We conclude this section with a few examples.
Here is a function that computes the trace (sum of the diagonal
elements) of a square 2 dimensional n
by n
array:
define array_trace (a, n)
{
variable sum = 0, i;
for (i = 0; i < n; i++) sum += a[i, i];
return sum;
}
This fragment creates a 10
by 10
integer array, sets
its diagonal elements to 5
, and then computes the trace of
the array:
a = Integer_Type [10, 10];
for (j = 0; j < 10; j++) a[j, j] = 5;
the_trace = array_trace(a, 10);
We can get rid of the for
loop as follows:
j = Integer_Type [10, 2];
j[*,0] = [0:9];
j[*,1] = [0:9];
a[j] = 5;
Here, the goal was to construct a 2-d array of indices that
correspond to the diagonal elements of a
, and then use that
array to index a
. To understand how
this works, consider the middle statements. They are equivalent
to the following for
loops:
variable i;
for (i = 0; i < 10; i++) j[i, 0] = i;
for (i = 0; i < 10; i++) j[i, 1] = i;
Thus, row n
of j
will have the value (n,n)
,
which is precisely what was sought.
Another example of this technique is the function:
define unit_matrix (n)
{
variable a = Integer_Type [n, n];
variable j = Integer_Type [n, 2];
j[*,0] = [0:n - 1];
j[*,1] = [0:n - 1];
a[j] = 1;
return a;
}
This function creates an n
by n
unit matrix,
that is a 2-d n
by n
array whose elements are all zero
except on the diagonal where they have a value of 1
.
When an array is created and assigned to a variable, the interpreter allocates the proper amount of space for the array, initializes it, and then assigns to the variable a reference to the array.

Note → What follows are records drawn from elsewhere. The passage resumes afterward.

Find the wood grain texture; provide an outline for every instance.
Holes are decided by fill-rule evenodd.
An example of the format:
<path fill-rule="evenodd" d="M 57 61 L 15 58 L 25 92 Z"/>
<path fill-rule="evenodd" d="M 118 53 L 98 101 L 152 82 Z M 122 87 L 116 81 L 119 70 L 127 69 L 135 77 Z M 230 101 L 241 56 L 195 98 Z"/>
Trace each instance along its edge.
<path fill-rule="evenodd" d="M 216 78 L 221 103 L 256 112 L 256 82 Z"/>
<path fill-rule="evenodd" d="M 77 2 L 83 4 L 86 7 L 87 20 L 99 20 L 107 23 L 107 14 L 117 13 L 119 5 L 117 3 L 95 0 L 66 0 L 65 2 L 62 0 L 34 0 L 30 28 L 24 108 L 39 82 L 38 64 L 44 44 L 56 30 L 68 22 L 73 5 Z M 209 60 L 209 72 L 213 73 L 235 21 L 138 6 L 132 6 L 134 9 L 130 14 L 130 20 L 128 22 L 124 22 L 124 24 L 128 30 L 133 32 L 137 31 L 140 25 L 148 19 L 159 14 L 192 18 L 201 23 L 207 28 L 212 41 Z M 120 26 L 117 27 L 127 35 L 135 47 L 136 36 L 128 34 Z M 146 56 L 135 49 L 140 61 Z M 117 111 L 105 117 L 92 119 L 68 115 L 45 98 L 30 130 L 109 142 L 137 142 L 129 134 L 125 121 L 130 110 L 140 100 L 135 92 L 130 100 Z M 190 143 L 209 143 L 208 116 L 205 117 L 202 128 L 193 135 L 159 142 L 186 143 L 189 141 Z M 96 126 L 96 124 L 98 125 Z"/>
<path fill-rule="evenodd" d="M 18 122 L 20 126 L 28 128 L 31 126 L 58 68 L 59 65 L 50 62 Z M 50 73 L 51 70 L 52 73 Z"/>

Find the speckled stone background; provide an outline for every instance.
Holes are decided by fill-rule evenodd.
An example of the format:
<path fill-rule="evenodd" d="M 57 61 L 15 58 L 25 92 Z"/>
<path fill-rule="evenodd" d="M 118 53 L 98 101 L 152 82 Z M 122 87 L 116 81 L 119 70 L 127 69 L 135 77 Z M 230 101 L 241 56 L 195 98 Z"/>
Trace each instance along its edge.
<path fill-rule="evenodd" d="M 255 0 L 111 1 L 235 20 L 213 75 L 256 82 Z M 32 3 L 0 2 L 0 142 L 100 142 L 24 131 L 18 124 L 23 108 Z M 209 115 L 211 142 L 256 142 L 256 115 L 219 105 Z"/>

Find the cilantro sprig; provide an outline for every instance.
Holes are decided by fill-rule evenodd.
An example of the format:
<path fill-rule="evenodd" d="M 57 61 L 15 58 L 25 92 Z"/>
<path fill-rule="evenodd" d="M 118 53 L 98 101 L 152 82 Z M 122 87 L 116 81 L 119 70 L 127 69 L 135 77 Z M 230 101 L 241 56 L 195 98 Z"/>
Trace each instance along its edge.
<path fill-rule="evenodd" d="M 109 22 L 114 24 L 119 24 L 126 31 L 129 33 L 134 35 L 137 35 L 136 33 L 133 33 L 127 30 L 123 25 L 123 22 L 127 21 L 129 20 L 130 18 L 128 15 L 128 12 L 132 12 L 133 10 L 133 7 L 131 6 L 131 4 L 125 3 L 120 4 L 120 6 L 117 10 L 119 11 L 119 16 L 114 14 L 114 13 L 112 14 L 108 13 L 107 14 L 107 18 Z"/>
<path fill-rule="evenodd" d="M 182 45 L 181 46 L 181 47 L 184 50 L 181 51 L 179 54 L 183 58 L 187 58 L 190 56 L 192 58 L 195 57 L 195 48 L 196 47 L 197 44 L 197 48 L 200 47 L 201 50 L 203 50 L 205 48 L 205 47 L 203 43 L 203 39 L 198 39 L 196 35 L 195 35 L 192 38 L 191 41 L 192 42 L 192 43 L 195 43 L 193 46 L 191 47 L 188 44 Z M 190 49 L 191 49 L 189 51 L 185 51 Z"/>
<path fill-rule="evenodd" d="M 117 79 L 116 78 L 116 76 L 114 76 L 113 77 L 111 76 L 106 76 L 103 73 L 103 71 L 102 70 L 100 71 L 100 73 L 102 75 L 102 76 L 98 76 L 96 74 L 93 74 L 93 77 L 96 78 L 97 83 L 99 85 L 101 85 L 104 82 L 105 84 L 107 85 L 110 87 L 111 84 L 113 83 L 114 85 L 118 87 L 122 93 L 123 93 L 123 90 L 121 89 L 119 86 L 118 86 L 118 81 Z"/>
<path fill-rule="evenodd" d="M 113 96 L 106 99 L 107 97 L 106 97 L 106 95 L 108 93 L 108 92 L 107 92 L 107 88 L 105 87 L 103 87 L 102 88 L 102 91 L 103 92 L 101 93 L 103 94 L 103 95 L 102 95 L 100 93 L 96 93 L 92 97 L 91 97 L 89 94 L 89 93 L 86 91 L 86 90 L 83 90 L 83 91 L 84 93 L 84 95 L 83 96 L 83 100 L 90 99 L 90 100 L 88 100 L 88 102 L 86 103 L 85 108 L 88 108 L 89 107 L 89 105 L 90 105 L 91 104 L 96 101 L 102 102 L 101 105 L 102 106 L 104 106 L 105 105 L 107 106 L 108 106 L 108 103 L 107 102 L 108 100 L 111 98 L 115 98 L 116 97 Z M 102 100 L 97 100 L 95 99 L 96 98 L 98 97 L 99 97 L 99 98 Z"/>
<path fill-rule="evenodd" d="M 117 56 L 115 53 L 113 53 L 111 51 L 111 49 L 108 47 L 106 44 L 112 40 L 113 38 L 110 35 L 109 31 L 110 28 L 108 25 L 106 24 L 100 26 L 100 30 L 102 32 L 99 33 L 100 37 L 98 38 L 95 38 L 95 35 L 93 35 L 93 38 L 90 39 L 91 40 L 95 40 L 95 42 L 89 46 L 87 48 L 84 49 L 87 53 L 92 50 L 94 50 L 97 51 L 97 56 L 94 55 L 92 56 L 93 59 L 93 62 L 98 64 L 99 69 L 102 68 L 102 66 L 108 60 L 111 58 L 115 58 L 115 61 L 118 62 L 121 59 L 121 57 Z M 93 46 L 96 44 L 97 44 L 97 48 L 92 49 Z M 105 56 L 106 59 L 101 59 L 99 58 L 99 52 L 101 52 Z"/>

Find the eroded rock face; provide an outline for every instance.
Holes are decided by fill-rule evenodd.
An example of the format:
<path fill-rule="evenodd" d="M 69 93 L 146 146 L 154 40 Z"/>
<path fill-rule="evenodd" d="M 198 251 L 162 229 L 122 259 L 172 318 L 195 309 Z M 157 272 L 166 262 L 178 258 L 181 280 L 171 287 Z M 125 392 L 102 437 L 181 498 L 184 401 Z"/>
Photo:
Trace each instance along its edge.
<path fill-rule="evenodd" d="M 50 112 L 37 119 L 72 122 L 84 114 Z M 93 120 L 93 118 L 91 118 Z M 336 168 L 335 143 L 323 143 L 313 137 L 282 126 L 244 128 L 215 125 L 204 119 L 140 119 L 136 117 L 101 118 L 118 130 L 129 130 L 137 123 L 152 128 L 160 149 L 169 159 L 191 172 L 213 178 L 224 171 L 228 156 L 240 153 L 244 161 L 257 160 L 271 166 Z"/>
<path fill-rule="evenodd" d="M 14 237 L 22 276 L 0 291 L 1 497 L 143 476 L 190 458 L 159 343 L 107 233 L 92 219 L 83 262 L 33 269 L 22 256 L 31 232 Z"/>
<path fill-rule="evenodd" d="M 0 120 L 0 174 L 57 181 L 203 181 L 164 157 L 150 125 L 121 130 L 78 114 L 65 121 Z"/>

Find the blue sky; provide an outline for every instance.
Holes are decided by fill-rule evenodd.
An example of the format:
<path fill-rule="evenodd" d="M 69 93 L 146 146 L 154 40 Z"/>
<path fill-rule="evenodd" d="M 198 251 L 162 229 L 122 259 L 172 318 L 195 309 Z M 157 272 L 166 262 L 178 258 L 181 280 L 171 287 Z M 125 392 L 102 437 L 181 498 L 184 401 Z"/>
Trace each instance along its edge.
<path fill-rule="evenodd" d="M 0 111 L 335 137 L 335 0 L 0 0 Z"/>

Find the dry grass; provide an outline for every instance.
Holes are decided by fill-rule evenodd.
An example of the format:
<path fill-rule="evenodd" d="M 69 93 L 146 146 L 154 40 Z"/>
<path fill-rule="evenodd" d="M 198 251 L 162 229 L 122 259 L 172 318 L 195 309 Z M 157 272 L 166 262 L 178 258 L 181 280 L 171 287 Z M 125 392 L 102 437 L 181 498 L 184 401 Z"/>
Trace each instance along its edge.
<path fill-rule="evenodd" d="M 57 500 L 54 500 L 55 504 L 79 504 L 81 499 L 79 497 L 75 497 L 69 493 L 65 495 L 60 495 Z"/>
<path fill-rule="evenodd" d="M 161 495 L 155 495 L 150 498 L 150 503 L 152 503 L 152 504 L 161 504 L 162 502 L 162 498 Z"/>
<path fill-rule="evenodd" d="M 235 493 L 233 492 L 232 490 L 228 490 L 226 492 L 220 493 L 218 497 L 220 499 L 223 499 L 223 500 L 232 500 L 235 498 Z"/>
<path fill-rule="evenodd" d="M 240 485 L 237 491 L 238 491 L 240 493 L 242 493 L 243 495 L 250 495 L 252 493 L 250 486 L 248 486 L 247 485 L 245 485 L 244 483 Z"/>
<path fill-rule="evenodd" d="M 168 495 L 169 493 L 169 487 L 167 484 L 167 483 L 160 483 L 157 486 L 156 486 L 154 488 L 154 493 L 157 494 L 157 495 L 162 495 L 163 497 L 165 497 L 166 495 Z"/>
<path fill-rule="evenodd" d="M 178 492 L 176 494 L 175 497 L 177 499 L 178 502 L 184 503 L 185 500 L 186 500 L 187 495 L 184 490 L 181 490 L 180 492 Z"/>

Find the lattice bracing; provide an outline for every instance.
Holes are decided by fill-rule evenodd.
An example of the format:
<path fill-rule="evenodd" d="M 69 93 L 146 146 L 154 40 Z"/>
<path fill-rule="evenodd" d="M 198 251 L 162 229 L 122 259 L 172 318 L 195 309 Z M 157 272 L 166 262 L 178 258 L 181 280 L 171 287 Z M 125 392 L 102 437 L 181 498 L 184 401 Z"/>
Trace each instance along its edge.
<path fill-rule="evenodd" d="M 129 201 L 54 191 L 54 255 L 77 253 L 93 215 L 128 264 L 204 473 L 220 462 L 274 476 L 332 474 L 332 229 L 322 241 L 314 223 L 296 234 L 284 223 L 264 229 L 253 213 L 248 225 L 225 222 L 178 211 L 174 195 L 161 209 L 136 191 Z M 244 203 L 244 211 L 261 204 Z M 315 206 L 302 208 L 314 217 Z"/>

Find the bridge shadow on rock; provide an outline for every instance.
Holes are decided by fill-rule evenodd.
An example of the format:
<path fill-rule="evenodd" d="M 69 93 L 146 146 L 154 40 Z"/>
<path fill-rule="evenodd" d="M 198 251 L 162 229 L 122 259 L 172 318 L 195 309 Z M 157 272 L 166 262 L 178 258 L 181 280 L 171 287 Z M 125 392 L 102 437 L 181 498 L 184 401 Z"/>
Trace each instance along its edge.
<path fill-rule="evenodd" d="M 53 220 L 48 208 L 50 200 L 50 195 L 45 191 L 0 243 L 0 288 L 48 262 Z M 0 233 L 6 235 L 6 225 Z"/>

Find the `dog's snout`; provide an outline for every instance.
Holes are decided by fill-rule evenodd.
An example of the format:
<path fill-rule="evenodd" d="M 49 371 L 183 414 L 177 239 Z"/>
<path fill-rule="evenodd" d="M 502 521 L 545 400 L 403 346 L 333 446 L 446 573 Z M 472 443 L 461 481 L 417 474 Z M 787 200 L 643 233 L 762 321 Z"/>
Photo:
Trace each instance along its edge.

So, a variable that represents an array has a value that is really a reference to the array. This has several consequences, some good and some bad. It is believed that the advantages of this representation outweigh the disadvantages. First, we shall look at the positive aspects.
When a variable is passed to a function, it is always the value of the variable that gets passed. Since the value of a variable representing an array is a reference, a reference to the array gets passed. One major advantage of this is rather obvious: it is a fast and efficient way to pass the array. This also has another consequence that is illustrated by the function
define init_array (a, n)
{
variable i;
for (i = 0; i < n; i++) a[i] = some_function (i);
}
where some_function
is a function that generates a scalar
value to initialize the ith element. This function can be
used in the following way:
variable X = Double_Type [100000];
init_array (X, 100000);
Since the array is passed to the function by reference, there is no
need to make a separate copy of the 100000
element array. As
pointed out above, this saves both execution time and memory. The
other salient feature to note is that any changes made to the
elements of the array within the function will be manifested in the
array outside the function. Of course, in this case, this is a
desirable side-effect.
To see the downside of this representation, consider:
variable a, b;
a = Double_Type [10];
b = a;
a[0] = 7;
What will be the value of b[0]
? Since the value of a
is really a reference to the array of ten doubles, and that
reference was assigned to b
, b
also refers to the same
array. Thus any changes made to the elements of a
, will also
be made implicitly to b
.
This begs the question: If the assignment of one variable which
represents an array, to another variable results in the assignment
of a reference to the array, then how does one make separate copies
of the array? There are several answers including using an index
array, e.g., b = a[*]
; however, the most natural method is
to use the dereference operator:
variable a, b;
a = Double_Type [10];
b = @a;
a[0] = 7;
In this example, a separate copy of a
will be created and
assigned to b
. It is very important to note that S-Lang
never implicitly dereferences an object. So, one must explicitly use
the dereference operator. This means that the elements of a
dereferenced array are not themselves dereferenced. For example,
consider dereferencing an array of arrays, e.g.,
variable a, b;
a = Array_Type [2];
a[0] = Double_Type [10];
a[1] = Double_Type [10];
b = @a;
In this example, b[0]
will be a reference to the array that
a[0]
references because a[0]
was not explicitly
dereferenced.
Many functions and operations work transparently with arrays.
For example, if a
and b
are arrays, then the sum
a + b
is an array whose elements are formed from the sum of
the corresponding elements of a
and b
. A similar
statement holds for all other binary and unary operations.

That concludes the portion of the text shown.